The institute will function in association with the
Department of Science and Technology (DST), and the
Foundation for Revitalisation of Local Health Traditions
(FRLHT), a Bangalore-based NGO that supports traditional
healing methods.
Designed by FRLHT on the lines of Indian Institutes
of Management (IIM) and Indian Institutes of Science
(ISC), the IIAIM will act as Indias premier finishing
school for qualified ayurvedic doctors, post graduates,
physiotherapists and Yoga experts.
The Institute will offer highly-specialised, short-term
and long-term courses to help the students practice
in accordance with the demands of modern healthcare
delivery systems, besides advanced research and post-doctoral
programmes.
The IIAIM and a 100-bed Ayurveda and Yoga hospital,
with a total investment of Rs 64 crore, will come up
at Yelahanka, Bangalore, by 2009. The Tata Groups
Sir Dorabji Tata Trust will invest Rs 34 crore.
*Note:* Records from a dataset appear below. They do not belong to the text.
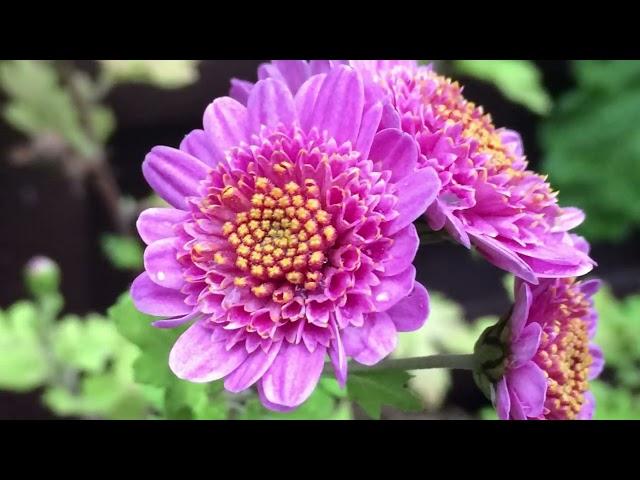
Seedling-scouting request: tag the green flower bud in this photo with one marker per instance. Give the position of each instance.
(42, 276)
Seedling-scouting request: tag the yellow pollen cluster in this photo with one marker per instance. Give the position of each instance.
(565, 358)
(281, 238)
(452, 106)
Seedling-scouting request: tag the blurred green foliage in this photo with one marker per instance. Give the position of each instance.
(38, 104)
(518, 80)
(592, 147)
(446, 331)
(124, 252)
(374, 389)
(159, 73)
(83, 365)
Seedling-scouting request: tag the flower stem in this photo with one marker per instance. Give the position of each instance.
(456, 362)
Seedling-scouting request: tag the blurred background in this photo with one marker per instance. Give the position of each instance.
(72, 139)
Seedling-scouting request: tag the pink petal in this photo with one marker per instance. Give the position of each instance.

The
rest is likely to come from DST, said Dr G G Gangadharan,
joint director, FRLHT.
Though about 15,000 graduates come out from 310
ayurveda colleges in India every year, few of them are
able to establish themselves as good professionals owing
to their inability to adapt to the needs of modern healthcare.
The programmes at IIAIM will resolve this issue and
help them practice anywhere in the world, said
Gangadharan.
Apart from this, the Sir Dorabji Trust has agreed to
fund Rs 15 crore to the Ayurvedic firm Kottakkal Arya
Vaidyasala in Kerala to undertake drug research based
on medicinal plants, said Jasmine Pavri, programme officer
for the trust in Mumbai.
It may be noted that the Tatas, who had exited from
the pharmaceutical business almost a decade ago by hiving
off their Rallis Indias pharma division, re-entered
the scene two years ago by promoting Advinus Therapeutics,
a Bangalore-based pure drug discovery company headed
by Dr Reshmi Barbaiya, a former Ranbaxy R&D head.
The Tatas have also invested in Avesthagen, a Bangalore-based
biotechnology company and Indigene, a Hyderabad-based
biopharmaceutical firm.
FRLHT is also planning to set up 100 Ayurvedic clinics
and 150 mother and childcare centres in the country.